LA FIABA DEL CITTADINO DA PROTEGGERE E LE FABBRICHE DEL FALSO
La logica che sottende allo Scudo – e alla sua accettazione sociale – si fonda
sulla tesi del cittadino che deve essere protetto da se stesso, incapace di
pensare, discernere e partecipare in modo responsabile al discorso pubblico.

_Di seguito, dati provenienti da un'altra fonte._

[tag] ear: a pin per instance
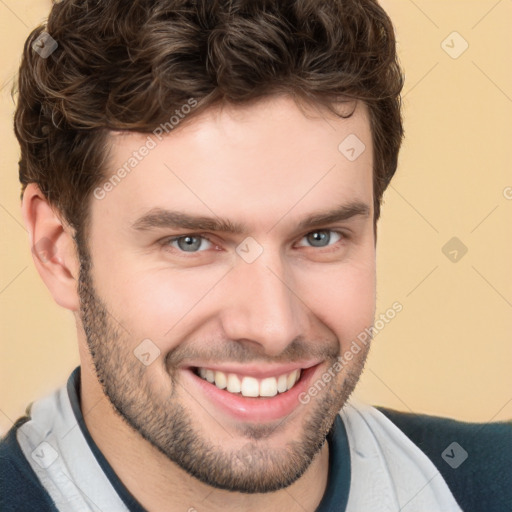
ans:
(53, 247)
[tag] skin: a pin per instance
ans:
(267, 165)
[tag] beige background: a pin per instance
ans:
(449, 351)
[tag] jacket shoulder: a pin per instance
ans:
(475, 459)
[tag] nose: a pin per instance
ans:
(261, 306)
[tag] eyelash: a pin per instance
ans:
(166, 242)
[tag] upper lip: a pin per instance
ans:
(258, 371)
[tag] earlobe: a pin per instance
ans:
(53, 248)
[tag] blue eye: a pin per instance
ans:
(322, 237)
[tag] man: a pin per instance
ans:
(201, 185)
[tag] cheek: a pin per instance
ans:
(343, 298)
(156, 303)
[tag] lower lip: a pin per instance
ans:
(253, 409)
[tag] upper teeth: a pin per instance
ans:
(250, 386)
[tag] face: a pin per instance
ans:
(225, 274)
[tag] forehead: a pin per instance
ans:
(253, 163)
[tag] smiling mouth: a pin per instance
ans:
(250, 386)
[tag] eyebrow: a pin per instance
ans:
(161, 218)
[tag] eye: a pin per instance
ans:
(322, 238)
(188, 243)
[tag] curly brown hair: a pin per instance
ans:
(129, 65)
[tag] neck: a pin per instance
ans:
(159, 484)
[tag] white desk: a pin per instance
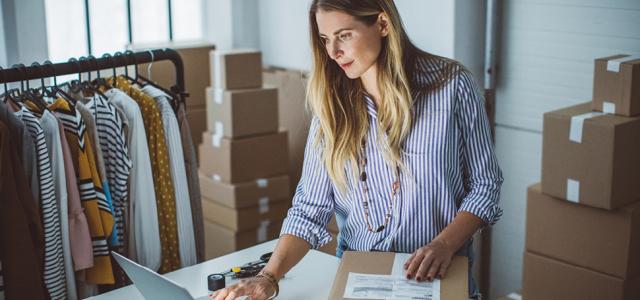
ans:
(310, 279)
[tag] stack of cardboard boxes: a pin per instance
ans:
(583, 221)
(244, 162)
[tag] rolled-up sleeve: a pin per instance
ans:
(483, 177)
(313, 201)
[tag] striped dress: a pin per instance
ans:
(112, 141)
(451, 167)
(53, 266)
(96, 208)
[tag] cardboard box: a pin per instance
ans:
(591, 158)
(197, 119)
(511, 296)
(546, 278)
(294, 117)
(242, 113)
(616, 85)
(236, 69)
(195, 61)
(241, 160)
(593, 238)
(220, 240)
(453, 286)
(243, 218)
(245, 194)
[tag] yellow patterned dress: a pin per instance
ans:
(96, 208)
(163, 183)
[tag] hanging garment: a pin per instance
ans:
(165, 194)
(117, 163)
(79, 236)
(191, 165)
(97, 210)
(92, 130)
(178, 174)
(53, 268)
(21, 236)
(143, 229)
(53, 138)
(26, 153)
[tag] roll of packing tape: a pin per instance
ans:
(216, 282)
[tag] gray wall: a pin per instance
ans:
(546, 63)
(24, 28)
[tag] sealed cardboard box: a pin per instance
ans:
(616, 85)
(220, 240)
(591, 158)
(197, 119)
(511, 296)
(241, 113)
(547, 278)
(195, 61)
(236, 69)
(245, 194)
(243, 218)
(593, 238)
(294, 117)
(241, 160)
(453, 286)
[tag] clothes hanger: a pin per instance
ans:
(113, 66)
(95, 85)
(55, 89)
(148, 81)
(36, 96)
(7, 95)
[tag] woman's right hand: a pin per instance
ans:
(257, 288)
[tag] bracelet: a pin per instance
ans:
(272, 279)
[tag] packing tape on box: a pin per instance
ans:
(262, 182)
(614, 64)
(263, 205)
(514, 296)
(577, 123)
(262, 231)
(217, 69)
(573, 190)
(216, 139)
(608, 107)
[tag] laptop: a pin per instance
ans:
(151, 284)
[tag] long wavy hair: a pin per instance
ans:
(338, 101)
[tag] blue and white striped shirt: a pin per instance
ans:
(449, 155)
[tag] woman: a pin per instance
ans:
(399, 149)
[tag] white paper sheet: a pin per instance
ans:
(389, 287)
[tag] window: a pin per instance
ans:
(113, 24)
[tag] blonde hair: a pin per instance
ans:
(338, 102)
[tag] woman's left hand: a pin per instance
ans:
(429, 262)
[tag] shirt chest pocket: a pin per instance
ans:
(428, 133)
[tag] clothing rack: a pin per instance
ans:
(19, 73)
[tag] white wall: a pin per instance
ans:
(25, 35)
(546, 63)
(284, 33)
(441, 27)
(3, 46)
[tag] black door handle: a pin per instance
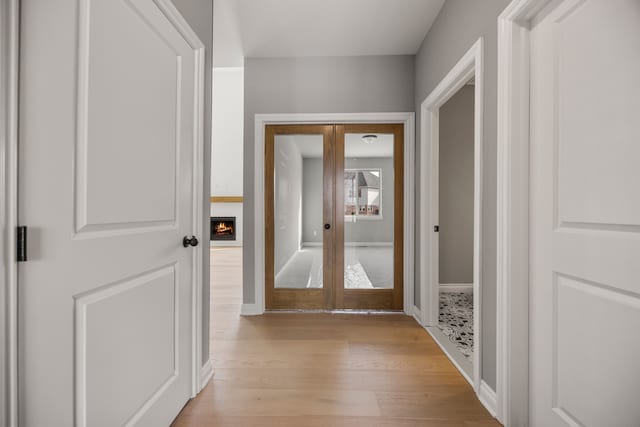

Carlo Magnani[i] riassume questa visione richiamando una metafora perfetta: i
cittadini come tanti Cappuccetto Rosso nella foresta digitale, pronti a essere
sbranati “dal Lupo Cattivo delle fake news o degli algoritmi prefabbricati”,
fragili e suggestionabili dai manipolatori dell’informazione, escludendo –
beninteso – i media mainstream, la tv e i quotidiani; la Commissione, affiancata
da piattaforme e fact-checker, è il benevolo cacciatore che salva Cappuccetto. È
una fiaba che ha molta presa perché figlia di un clima culturale di lunga
durata, segnato dalla grammatica del TINA (“There Is No Alternative”), secondo
cui la complessità va governata dall’alto, il cittadino è un soggetto
incompetente, ciò che devia dalla linea tecnico-istituzionale è negazionismo. Il
risultato è l’idea, politicamente comodissima, di una “democrazia protetta” per
mezzo di filtri informativi presentati come misure di salute pubblica[ii].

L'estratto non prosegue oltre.